# Sylvania RT6 retrofit failing



## Southeast Power (Jan 18, 2009)

About a year ago I installed two sets of Sylvania 6" gimbal retrofit type RT6. One set of 4 in my living room and one set of 4 in a family room. Each set is on a Lutron Caseta dimmer.
I noticed that one set of lights, family room wasn't responding very well. I eventually set the low end of the dimmer down a bit and thAt seemed to solve the problem.
They are programmed to come on at about 30% 40 minutes before sunset.
This has worked fine for a few months.
4 weeks ago, I noticed a circuit board or plastic burning smell and one of the RT6 stopped working. I thought it was a fluke and returned it to my wholesaler. They exchanged it, no problem. This was in the family room group.

A couple of weeks later, the burning smell happens again. This time the living room. Strange, removed, returned and replaced.
This week another one has failed in the living room. 
This might be a lost cause.

The only thing between the failures and the kinda working OK is the trim adjustment I made on the dimmer.

I'm not sure how an LED is dimmed and what would be so different between one dimmer and another.
I have 7 -4" Sylvania retrofits in my kitchen and they have always worked good with no failures.

It might come down to having to either change dimmers or trims, both I took time to choose what I liked the best on the market. Dimmers would be cheaper I guess.


----------



## macmikeman (Jan 23, 2007)

I have a house full of dimmers and I never see anybody really using them at any setting other than full bore. Waste of money in my opinion, but my customers always want me to put some in so hi oh silver and away we go.


----------



## Kyrton (Feb 2, 2016)

It sounds like a driver malfunction. They do have build in surge protection to help protect the driver. The RT6's you have (from my own experience) got best performance from a magnetic low voltage dimmer. Also they have a max 104deg F ambient operating temp.

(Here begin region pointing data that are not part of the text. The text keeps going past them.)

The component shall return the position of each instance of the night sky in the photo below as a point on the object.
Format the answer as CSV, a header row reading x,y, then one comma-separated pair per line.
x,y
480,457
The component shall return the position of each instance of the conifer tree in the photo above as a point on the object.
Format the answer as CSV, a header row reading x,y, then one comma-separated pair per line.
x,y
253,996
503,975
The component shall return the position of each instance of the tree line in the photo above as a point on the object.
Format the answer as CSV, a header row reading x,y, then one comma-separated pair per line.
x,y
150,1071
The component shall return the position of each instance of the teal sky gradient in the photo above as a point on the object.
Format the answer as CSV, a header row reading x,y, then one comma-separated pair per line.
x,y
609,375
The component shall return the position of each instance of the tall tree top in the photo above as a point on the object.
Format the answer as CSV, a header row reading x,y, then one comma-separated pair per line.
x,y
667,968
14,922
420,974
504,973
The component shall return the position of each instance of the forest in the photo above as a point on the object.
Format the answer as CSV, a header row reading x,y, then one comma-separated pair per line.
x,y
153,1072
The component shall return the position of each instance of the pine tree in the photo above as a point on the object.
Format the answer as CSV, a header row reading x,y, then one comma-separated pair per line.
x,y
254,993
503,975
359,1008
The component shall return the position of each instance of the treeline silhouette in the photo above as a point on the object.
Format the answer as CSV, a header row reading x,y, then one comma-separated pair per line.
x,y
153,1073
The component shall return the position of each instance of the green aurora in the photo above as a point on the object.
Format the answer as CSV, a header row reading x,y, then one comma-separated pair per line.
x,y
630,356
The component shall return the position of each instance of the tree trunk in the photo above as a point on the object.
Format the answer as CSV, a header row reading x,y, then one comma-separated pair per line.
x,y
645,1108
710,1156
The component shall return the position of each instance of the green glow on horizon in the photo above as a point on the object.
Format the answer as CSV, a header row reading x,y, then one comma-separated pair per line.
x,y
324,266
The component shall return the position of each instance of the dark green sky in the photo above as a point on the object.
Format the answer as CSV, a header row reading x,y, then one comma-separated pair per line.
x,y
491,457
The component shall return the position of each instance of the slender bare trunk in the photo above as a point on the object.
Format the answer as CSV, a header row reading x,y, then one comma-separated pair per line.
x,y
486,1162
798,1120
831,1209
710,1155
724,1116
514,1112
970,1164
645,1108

Dimmer compatibility chart


----------



## Southeast Power (Jan 18, 2009)

Kyrton said:


> It sounds like a driver malfunction. They do have build in surge protection to help protect the driver. The RT6's you have (from my own experience) got best performance from a magnetic low voltage dimmer. Also they have a max 104deg F ambient operating temp.
> 
> Dimmer compatibility chart


Both Sylvania and Lutron said that they might not be on the list as they have not been tested as a set.
For me, they work very well except for, uh the whole burning thing.


----------